I want to see all the Markdown that I’ve written, even if the end user won’t. That’s one thing that I do want a Markdown editor to borrow from code editors.
Consideration #2: Good themes
Some Markdown editors allow full customization of editor themes, while others ship with nice ones out of the box. Regardless, I think a good editor should have just the right amount of styling to differentiate plain text from formatted text, but not so much that it distracts you from being able to read it and focus on the content. Even with the preview pane open, I typically spend most of my time looking at the editing view.
Different colors for each style
Since most of the text in the editor isn’t going to be rendered as it would in the browser, it’s nice to quickly see which text you’ve formatted using Markdown. This helps you determine, for example, whether a URL is actually written out in the text or is used inside a hyperlink. So, I like to have a different color for each Markdown style (headings, links, bold, italic, quotes, images, code, bullets, etc.)
Colors tell you which text has Markdown formatting applied.
Apply bold and italics styles too
I prefer to use asterisks for Markdown formatting everywhere I’m able to (e.g., bold, italics, and unordered lists), so I find it helpful to have extra styling beyond color to distinguish bold, italic, and bold+italic. When skimming it can be hard to differentiate between **this is important** and *this is important*, whereas **this is important** and *this is important* are easier to separate. It also helps me see if I’ve accidentally mismatched asterisks (e.g., **is this important?*).
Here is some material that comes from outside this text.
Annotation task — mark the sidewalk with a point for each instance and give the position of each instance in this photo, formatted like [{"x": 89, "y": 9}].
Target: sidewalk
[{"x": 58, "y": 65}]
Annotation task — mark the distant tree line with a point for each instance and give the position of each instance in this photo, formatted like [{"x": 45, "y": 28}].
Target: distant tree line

Different font sizes for each heading level
This might be a bit controversial and may split the audience. Code editors don’t show different font sizes within a file. Colors and styles, sure, but not sizes. But, for me, it helps.
When writing, hierarchy is the key to organization. With different font sizes for each heading, you can see the outline of whatever you’re writing just by skimming through it.
Seeing the headings in different font sizes is a subtle way to help you visualize the structure. This is especially helpful for long content.
Shortcuts and smart keyboard behaviors
I expect all the standard shortcuts that work in a text editor to work. CTRL/CMD + B for bold, I for italic, etc., as well as some that are nice-to-have when writing articles, in particular CTRL/CMD + (number) for headings. CTRL/CMD + 1 for H1, etc.
Making something into a heading should be a simple shortcut.
But there are also some keyboard behaviors I like that are borrowed from code editors. For example, if I select some text and press [ or ( it won’t overwrite that text, but, instead, enclose it with the opening and closing character. Same for using text formatting characters like *, `, and _.
A good Markdown editor won’t overwrite your text when you select it and press a valid Markdown formatting character.
I also rely on keyboard shortcuts to create links and images. Even after more than five years of writing Markdown on a regular basis, I still sometimes forget whether the brackets or parentheses comes first. So, I really like having a handy shortcut to insert them correctly.
Even better, in some editors, if you have a URL in your clipboard and you select text then use a keyboard shortcut to make it into a link, it will insert the URL in the hyperlink field. This has really sped up my workflow.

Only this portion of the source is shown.